Subject(s):computer science
Abstract:The ability to detect and differentiate breakpoints during task execution is critical for enabling defer-to-breakpoint policies within interruption management. In this work, we examine the feasibility of building models that are capable of detecting and differentiating three granularities (types) of perceptually meaningful breakpoints, without specifications of users. tasks. We collected an ecological sample of task execution data, and then asked human observers to review the collected videos and identify perceived breakpoints and their type. Statistical methods were applied to learn models that map features of the ongoing interaction to each type of breakpoint. Results showed that the models were able to detect and differentiate breakpoints with reasonably high accuracy across tasks.
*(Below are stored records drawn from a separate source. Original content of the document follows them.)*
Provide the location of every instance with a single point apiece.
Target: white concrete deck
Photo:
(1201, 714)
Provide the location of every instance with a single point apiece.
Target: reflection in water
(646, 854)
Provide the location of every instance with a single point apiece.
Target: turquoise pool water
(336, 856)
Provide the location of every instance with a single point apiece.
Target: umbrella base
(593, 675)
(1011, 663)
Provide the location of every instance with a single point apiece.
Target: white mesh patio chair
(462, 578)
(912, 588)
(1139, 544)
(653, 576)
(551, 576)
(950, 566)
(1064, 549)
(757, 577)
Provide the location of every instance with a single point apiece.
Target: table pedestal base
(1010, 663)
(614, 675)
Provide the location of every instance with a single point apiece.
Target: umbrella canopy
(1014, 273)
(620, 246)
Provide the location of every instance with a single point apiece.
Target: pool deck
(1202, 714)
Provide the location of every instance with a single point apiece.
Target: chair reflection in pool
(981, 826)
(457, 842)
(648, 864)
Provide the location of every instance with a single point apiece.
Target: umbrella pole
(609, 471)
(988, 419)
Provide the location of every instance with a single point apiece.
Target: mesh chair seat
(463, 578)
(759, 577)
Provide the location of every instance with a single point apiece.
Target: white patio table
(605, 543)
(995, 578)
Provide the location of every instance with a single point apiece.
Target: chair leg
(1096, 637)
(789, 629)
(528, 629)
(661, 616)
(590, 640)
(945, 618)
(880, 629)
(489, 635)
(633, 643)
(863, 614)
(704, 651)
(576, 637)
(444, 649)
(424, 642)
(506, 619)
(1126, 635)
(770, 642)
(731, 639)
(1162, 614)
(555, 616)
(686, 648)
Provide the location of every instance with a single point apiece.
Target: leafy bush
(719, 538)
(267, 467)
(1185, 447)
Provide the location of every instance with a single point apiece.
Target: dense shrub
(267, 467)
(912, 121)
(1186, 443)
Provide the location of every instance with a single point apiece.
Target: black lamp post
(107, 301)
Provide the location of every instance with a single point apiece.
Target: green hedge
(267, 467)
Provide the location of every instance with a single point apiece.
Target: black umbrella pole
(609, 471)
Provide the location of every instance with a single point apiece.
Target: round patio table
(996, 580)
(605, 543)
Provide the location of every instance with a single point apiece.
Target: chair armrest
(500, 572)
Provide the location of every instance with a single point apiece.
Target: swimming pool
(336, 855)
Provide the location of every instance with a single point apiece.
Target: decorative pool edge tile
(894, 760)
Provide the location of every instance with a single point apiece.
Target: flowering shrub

Among many uses, such models can enable interruption management systems to better realize defer-to-breakpoint policies for interactive, free-form tasks.
Issue Date:2006-10
Genre:Technical Report
Other Identifier(s):UIUCDCS-R-2006-2778
Rights Information:You are granted permission for the non-commercial reproduction, distribution, display, and performance of this technical report in any format, BUT this permission is only for a period of 45 (forty-five) days from the most recent time that you verified that this technical report is still available from the University of Illinois at Urbana-Champaign Computer Science Department under terms that include this permission. All other rights are reserved by the author(s).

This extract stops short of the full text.